One person was walking up and down the street carrying a speaker blaring music whose lyrics were “F—- Biden.” Creative.

One truck nearest in front of the main group blared the chant, “Biden sucks, Biden sucks, Biden sucks,” over and over and over again, maybe 30 times. That same recording called Biden “a criminal and a murderer” who should be in jail and called public schools “government brainwashing camps.” Someone started a chant, “F—- Joe Biden,” which caught on.

As expected, there was a lot of sentiment that Biden didn’t win the election, that the vote was rigged and the usual hyperbole that Biden is a dictator.

Signs read “Trump won,” “Idaho’s 1776 moment,” “Say no to NWO,” referring to the “new world order,” and of course, the Confederate flag made an appearance.

Other than the election fraud fantasy or myth or lie or whatever and just general hatred for Biden and love of Trump, the two biggest issues were the vaccine mandate and Biden’s handling of Afghanistan.

Biden probably couldn’t have picked a worse time to come into Idaho, just a few days after announcing that he would be requiring employers of 100 employees or more to mandate a COVID-19 vaccine or have employees get tested, and just a couple of weeks after the United States clumsily withdrew its military from Afghanistan, part of which resulted in the death of 15 American troops.

Amid the F-bombs and anger, I went looking for the reasonable people with cogent arguments for their beef with Biden. I found a few.

Gina Duenas, of Meridian, whose husband was a Marine for 24 years, was there to protest Biden’s handling of Afghanistan.

“Fifteen of our American troops were killed there and we just handed over our military equipment to al-Qaida and ISIS,” she said.

Joseph and Stephanie Slawson, of Boise, were there to protest the vaccine mandate.

“We feel like the current president has overstepped his authority by continuing to make orders and mandates that he doesn’t have the power or authority to impose, instead of going to the legislature,” Joseph Slawson said.

Several politicians were among the crowd. Reps. Mike Kingsley, R-Lewiston, and Tammy Nichols, R-Middleton, were there, as was Ada County Commissioner Ryan Davidson. A string of Democratic state legislators drove through the crowd on their way to see the president, including Sen. Janie Ward-Engelking and Reps. Sue Chew, John Gannon and John McCrostie.

State Rep. Judy Boyle, R-Midvale, looked at me like I was crazy when I asked her why she was there.

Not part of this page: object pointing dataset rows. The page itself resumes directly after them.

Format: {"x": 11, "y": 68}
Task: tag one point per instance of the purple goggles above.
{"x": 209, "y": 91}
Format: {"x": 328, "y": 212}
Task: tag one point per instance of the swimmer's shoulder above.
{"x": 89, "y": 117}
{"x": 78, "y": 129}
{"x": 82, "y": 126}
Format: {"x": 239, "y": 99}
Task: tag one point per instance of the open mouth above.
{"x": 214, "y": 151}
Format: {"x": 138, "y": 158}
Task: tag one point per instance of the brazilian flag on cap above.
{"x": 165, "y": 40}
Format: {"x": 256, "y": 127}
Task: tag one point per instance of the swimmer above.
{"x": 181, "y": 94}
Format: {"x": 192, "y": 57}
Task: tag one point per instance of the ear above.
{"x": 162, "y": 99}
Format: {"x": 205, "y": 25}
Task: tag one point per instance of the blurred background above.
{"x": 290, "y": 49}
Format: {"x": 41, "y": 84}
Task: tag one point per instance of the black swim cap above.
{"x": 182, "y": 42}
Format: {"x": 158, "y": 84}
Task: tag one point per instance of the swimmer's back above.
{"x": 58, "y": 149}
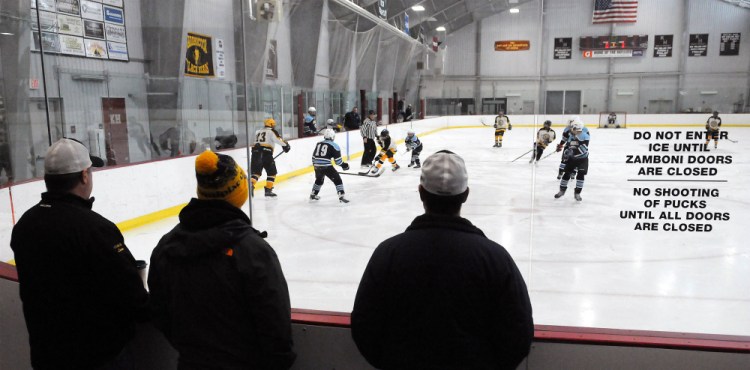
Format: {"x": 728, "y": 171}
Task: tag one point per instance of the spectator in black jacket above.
{"x": 218, "y": 292}
{"x": 352, "y": 119}
{"x": 79, "y": 284}
{"x": 441, "y": 295}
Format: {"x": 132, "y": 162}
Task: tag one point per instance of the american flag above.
{"x": 615, "y": 11}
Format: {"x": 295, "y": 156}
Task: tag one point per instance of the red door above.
{"x": 115, "y": 131}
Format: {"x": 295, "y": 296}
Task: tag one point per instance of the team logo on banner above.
{"x": 199, "y": 61}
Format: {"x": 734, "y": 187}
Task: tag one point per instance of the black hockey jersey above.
{"x": 324, "y": 152}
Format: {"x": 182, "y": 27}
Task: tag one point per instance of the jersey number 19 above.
{"x": 320, "y": 150}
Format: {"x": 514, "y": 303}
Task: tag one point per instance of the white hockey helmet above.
{"x": 576, "y": 127}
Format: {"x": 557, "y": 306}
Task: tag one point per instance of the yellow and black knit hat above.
{"x": 219, "y": 177}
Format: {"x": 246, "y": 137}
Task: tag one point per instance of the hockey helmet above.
{"x": 577, "y": 127}
{"x": 573, "y": 120}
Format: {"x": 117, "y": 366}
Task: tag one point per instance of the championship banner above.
{"x": 698, "y": 46}
{"x": 383, "y": 9}
{"x": 730, "y": 44}
{"x": 563, "y": 48}
{"x": 512, "y": 45}
{"x": 663, "y": 46}
{"x": 199, "y": 58}
{"x": 613, "y": 53}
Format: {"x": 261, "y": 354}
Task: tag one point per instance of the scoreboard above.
{"x": 613, "y": 46}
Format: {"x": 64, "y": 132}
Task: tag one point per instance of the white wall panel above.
{"x": 715, "y": 18}
{"x": 460, "y": 58}
{"x": 506, "y": 26}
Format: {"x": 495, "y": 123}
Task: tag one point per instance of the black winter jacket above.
{"x": 79, "y": 284}
{"x": 442, "y": 296}
{"x": 218, "y": 292}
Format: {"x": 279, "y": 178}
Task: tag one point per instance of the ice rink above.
{"x": 584, "y": 265}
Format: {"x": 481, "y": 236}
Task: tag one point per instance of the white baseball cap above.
{"x": 444, "y": 173}
{"x": 69, "y": 156}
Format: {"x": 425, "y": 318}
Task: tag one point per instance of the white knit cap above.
{"x": 444, "y": 173}
{"x": 68, "y": 156}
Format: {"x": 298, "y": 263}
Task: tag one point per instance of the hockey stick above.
{"x": 520, "y": 156}
{"x": 548, "y": 155}
{"x": 365, "y": 174}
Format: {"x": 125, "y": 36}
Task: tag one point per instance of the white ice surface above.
{"x": 583, "y": 264}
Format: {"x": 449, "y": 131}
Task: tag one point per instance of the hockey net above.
{"x": 613, "y": 120}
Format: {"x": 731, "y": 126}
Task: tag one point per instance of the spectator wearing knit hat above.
{"x": 79, "y": 284}
{"x": 441, "y": 295}
{"x": 218, "y": 292}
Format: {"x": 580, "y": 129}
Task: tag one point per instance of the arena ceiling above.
{"x": 451, "y": 14}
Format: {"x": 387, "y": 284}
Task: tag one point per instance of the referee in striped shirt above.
{"x": 368, "y": 132}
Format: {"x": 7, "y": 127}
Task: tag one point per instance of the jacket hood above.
{"x": 206, "y": 227}
{"x": 432, "y": 221}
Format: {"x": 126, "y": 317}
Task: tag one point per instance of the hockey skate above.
{"x": 342, "y": 199}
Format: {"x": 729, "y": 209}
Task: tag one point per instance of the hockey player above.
{"x": 612, "y": 120}
{"x": 544, "y": 137}
{"x": 387, "y": 150}
{"x": 502, "y": 122}
{"x": 577, "y": 153}
{"x": 262, "y": 154}
{"x": 414, "y": 145}
{"x": 713, "y": 125}
{"x": 324, "y": 152}
{"x": 311, "y": 122}
{"x": 564, "y": 142}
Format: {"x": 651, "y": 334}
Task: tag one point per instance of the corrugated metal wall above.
{"x": 640, "y": 80}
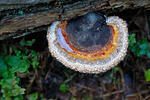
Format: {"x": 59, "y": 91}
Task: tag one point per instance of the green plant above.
{"x": 139, "y": 48}
{"x": 18, "y": 61}
{"x": 33, "y": 96}
{"x": 147, "y": 75}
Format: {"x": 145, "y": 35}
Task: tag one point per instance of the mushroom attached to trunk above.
{"x": 90, "y": 43}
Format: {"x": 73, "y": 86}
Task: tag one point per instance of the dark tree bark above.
{"x": 18, "y": 15}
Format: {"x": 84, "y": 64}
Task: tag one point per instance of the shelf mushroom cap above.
{"x": 89, "y": 44}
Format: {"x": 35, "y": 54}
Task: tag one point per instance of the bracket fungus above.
{"x": 91, "y": 43}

“Why wouldn’t I be?” she said. In general, she was there protesting Biden’s “telling the states what to do. He clearly doesn’t believe in the Constitution or federalism. And then Afghanistan, that was way over the top, the way he did it. Unbelievable. He made America less safe.”

Cyndi Bratcher, of Garden City, was just excited that a president was visiting Boise.

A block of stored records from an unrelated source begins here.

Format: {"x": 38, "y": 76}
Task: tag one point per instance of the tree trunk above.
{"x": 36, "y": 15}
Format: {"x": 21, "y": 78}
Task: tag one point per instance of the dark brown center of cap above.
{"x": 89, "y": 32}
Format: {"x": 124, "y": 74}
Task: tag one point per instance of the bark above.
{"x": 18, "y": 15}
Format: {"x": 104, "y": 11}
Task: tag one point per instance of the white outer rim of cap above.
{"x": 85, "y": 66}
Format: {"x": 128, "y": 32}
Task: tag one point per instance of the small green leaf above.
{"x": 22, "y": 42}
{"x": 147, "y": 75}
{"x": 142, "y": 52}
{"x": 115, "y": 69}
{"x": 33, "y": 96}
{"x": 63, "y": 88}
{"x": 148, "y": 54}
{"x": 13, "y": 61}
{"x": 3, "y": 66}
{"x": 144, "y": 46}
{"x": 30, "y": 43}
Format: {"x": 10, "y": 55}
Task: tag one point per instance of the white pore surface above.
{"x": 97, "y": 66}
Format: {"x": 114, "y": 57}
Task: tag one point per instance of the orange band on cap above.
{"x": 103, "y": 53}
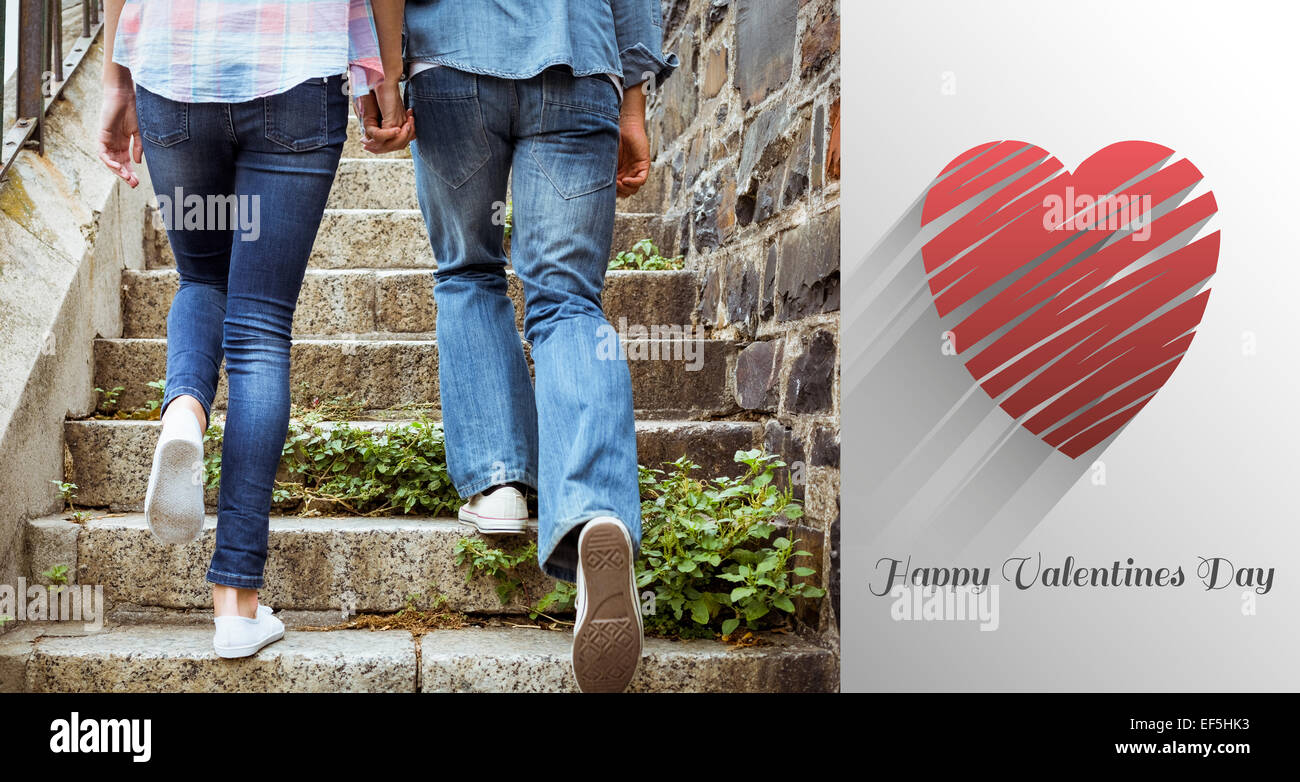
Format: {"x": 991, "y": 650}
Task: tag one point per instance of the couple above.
{"x": 248, "y": 98}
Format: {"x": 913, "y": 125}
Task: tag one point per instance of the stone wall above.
{"x": 68, "y": 227}
{"x": 745, "y": 183}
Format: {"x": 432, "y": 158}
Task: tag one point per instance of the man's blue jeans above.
{"x": 572, "y": 437}
{"x": 239, "y": 279}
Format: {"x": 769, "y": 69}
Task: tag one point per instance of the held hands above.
{"x": 118, "y": 133}
{"x": 633, "y": 144}
{"x": 389, "y": 126}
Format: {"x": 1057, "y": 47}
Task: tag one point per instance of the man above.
{"x": 547, "y": 95}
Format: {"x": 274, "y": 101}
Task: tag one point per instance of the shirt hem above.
{"x": 215, "y": 98}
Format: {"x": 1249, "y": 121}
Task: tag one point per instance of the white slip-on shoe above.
{"x": 241, "y": 637}
{"x": 607, "y": 631}
{"x": 173, "y": 502}
{"x": 501, "y": 512}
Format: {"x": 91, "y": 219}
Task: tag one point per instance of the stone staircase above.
{"x": 364, "y": 326}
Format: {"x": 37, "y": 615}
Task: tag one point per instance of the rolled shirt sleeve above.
{"x": 638, "y": 27}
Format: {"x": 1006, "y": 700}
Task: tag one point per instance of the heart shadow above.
{"x": 948, "y": 472}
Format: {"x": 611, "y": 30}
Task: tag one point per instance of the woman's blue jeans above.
{"x": 572, "y": 437}
{"x": 239, "y": 278}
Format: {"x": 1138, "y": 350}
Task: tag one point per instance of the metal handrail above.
{"x": 43, "y": 70}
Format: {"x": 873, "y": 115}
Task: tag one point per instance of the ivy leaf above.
{"x": 744, "y": 591}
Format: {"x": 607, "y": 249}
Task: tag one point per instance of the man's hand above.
{"x": 388, "y": 125}
{"x": 633, "y": 143}
{"x": 118, "y": 133}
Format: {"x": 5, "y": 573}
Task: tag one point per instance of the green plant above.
{"x": 645, "y": 256}
{"x": 109, "y": 396}
{"x": 707, "y": 548}
{"x": 56, "y": 574}
{"x": 367, "y": 472}
{"x": 558, "y": 600}
{"x": 68, "y": 491}
{"x": 499, "y": 565}
{"x": 159, "y": 391}
{"x": 706, "y": 552}
{"x": 212, "y": 455}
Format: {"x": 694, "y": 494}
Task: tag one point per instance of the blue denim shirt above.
{"x": 518, "y": 39}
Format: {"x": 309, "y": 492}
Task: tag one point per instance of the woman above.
{"x": 246, "y": 100}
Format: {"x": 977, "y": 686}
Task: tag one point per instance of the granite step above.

When I asked her if she were a Biden supporter or a Trump supporter, she said, “I’m a president supporter.”

“To me, it doesn’t matter who the president is,” she said. “It doesn’t matter to me whether it’s a Republican or a Democrat. Everyone should respect the president.”

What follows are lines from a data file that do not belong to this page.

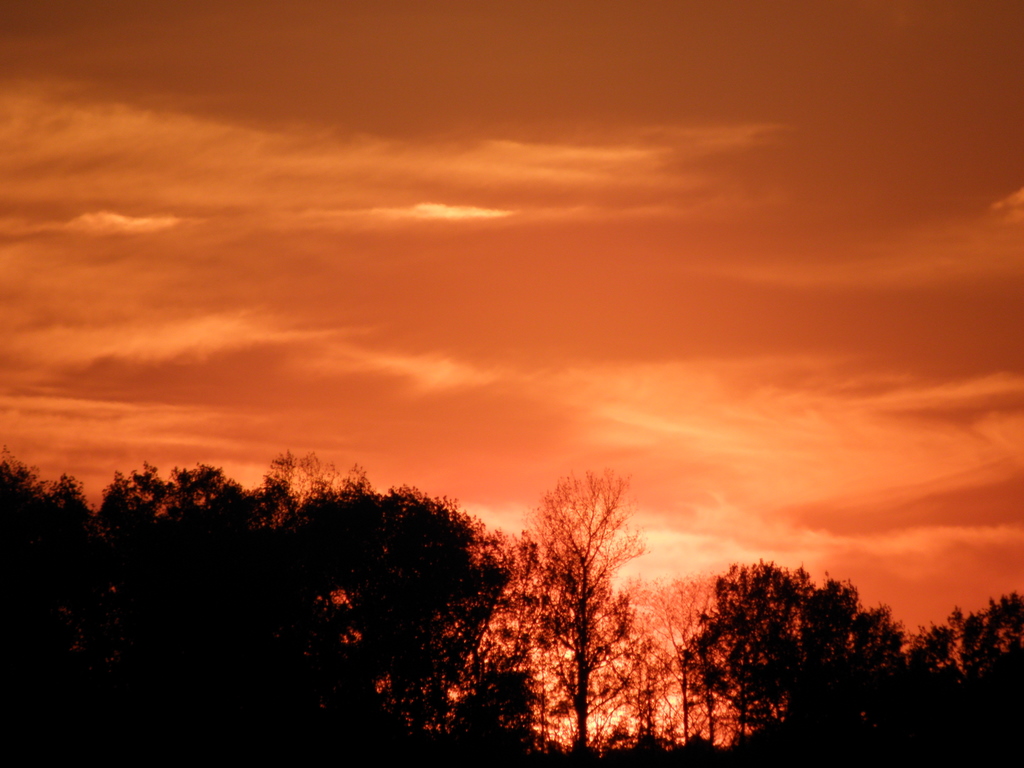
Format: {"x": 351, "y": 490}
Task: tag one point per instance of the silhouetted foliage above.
{"x": 47, "y": 560}
{"x": 583, "y": 539}
{"x": 791, "y": 654}
{"x": 314, "y": 609}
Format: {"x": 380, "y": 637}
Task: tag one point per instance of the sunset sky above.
{"x": 766, "y": 258}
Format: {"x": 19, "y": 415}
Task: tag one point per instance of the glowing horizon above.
{"x": 768, "y": 263}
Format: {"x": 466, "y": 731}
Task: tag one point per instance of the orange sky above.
{"x": 765, "y": 257}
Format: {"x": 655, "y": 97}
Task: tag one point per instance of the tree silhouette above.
{"x": 788, "y": 652}
{"x": 583, "y": 537}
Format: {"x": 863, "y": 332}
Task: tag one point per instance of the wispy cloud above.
{"x": 146, "y": 341}
{"x": 1012, "y": 207}
{"x": 108, "y": 222}
{"x": 108, "y": 158}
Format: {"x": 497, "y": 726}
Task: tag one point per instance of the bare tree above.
{"x": 677, "y": 609}
{"x": 582, "y": 528}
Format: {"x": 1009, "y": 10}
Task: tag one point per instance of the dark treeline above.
{"x": 316, "y": 611}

If it were Trump visiting, would she be just as excited? “Absolutely,” she said.

She, too, was put off by all the F-bombs at the anti-Biden rally.

“You can show your likes and your dislikes without being disrespectful,” she said.

Bratcher said she understands the anger over the vaccine mandate.

“I can see both sides,” she said.

She was among those who was hesitant about the vaccine, but then her son and grandchildren, who had just visited from California, all got sick with COVID-19. Everyone was unvaccinated. Bratcher and her husband, who is 66, escaped without catching it, but they went out and got the vaccine immediately.

“The president is trying to protect the country and keep people from dying,” she said of the vaccine mandate. “But on the other side, people don’t want to be told what to do. But we have to get a handle on the virus. We have to come together like we did after 9/11. Remember that? What happened to that?”

As I was interviewing her, a group of angry protesters came up to us and demanded: “Why don’t you interview the majority? Why aren’t you talking to the majority?”

I like to think Cyndi Bratcher is the majority.